Question

A circuit consists of three batteries of emf \[{E_1} = 1{\text{V}}\], ${E_1} = 2{\text{V}}$ and ${E_3} = 3{\text{V}}$ and internal resistances ${\text{1}}\Omega $, $2\Omega $ and ${\text{1}}\Omega $ respectively which are connected in parallel as shown in the figure. The potential difference between point P and Q is

A. \[1.0{\text{V}}\]
B. $2.0{\text{V}}$
C. \[2.2{\text{V}}\]
D. \[3.0{\text{V}}\]

Answer 1

Hint: To solve this question, we need to use the formula for the equivalent emf of the batteries connected in parallel combination with each other. The batteries are connected in parallel combination across the point P and Q. Therefore the potential difference between the points P and Q will be equal to the equivalent emf of the batteries.

Formula used: The formulae used for solving this question are given by
$\dfrac{E}{{{R_{eq}}}} = \dfrac{{{E_1}}}{{{R_1}}} + \dfrac{{{E_2}}}{{{R_2}}} + .......... + \dfrac{{{E_n}}}{{{R_n}}}$
$\dfrac{1}{{{R_{eq}}}} = \dfrac{1}{{{R_1}}} + \dfrac{1}{{{R_2}}} + .......... + \dfrac{1}{{{R_n}}}$
Here $E$ is the equivalent emf of the parallel combination of the batteries of emfs ${E_1}$, ${E_2}$,…., ${E_n}$ and internal resistances of ${R_1}$, ${R_2}$,….., ${R_n}$ respectively. Also, ${R_{eq}}$ is the equivalent internal resistance.

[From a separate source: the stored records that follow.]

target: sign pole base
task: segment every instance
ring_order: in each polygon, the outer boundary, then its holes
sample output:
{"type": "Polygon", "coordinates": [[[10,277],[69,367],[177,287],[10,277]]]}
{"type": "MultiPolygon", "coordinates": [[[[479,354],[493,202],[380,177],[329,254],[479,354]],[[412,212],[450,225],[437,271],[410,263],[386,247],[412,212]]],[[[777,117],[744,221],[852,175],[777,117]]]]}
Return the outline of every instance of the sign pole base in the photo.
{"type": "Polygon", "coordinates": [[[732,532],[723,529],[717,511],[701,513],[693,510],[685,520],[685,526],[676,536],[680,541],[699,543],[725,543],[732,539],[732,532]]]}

Complete step by step answer:
We know that the equivalent emf of a combination of batteries connected in parallel to each other is given by
$\dfrac{E}{{{R_{eq}}}} = \dfrac{{{E_1}}}{{{R_1}}} + \dfrac{{{E_2}}}{{{R_2}}} + .......... + \dfrac{{{E_n}}}{{{R_n}}}$ (1)
According to the question, we have ${E_1} = 1{\text{V}}$, ${E_2} = 2{\text{V}}$, and ${E_3} = 3{\text{V}}$. Also, the internal resistances of these batteries are ${R_1} = {\text{1}}\Omega $, ${R_2} = 2\Omega $, and ${R_3} = 1\Omega $. Substituting these in (1) we get
\[\dfrac{E}{{{R_{eq}}}} = \dfrac{1}{1} + \dfrac{2}{2} + \dfrac{3}{1}\]
$ \Rightarrow \dfrac{E}{{{R_{eq}}}} = 5$ (2)
Also, since the internal resistances are connected in parallel combination with each other, the equivalent internal resistance of the combination is given by
$\dfrac{1}{{{R_{eq}}}} = \dfrac{1}{{{R_1}}} + \dfrac{1}{{{R_2}}} + .......... + \dfrac{1}{{{R_n}}}$
Substituting ${R_1} = {\text{1}}\Omega $, ${R_2} = 2\Omega $, and ${R_3} = 1\Omega $ in the above equation, we get
\[\dfrac{1}{{{R_{eq}}}} = \dfrac{1}{1} + \dfrac{1}{2} + \dfrac{1}{1}\]
$ \Rightarrow \dfrac{1}{{{R_{eq}}}} = \dfrac{5}{2}$
Taking the reciprocal, we get
${R_{eq}} = \dfrac{2}{5}\Omega $
Substituting this in (2) we get
$\dfrac{E}{{2/5}} = 5$
$ \Rightarrow E = \dfrac{2}{5} \times 5 = 2{\text{V}}$
So the equivalent emf of the given parallel combination of the batteries is equal to $2.0{\text{V}}$. This means that the potential difference between the points P and Q is equal to $2.0{\text{V}}$.
Hence, the correct answer is option B.

Note: There must be some drop across the equivalent internal resistance of the equivalent battery. This is because the circuit between points P and Q is not complete. So no current will flow through the equivalent battery, which means that the drop across the equivalent internal resistor will be equal to zero. Due to this we could take the potential difference is equal to the equivalent emf.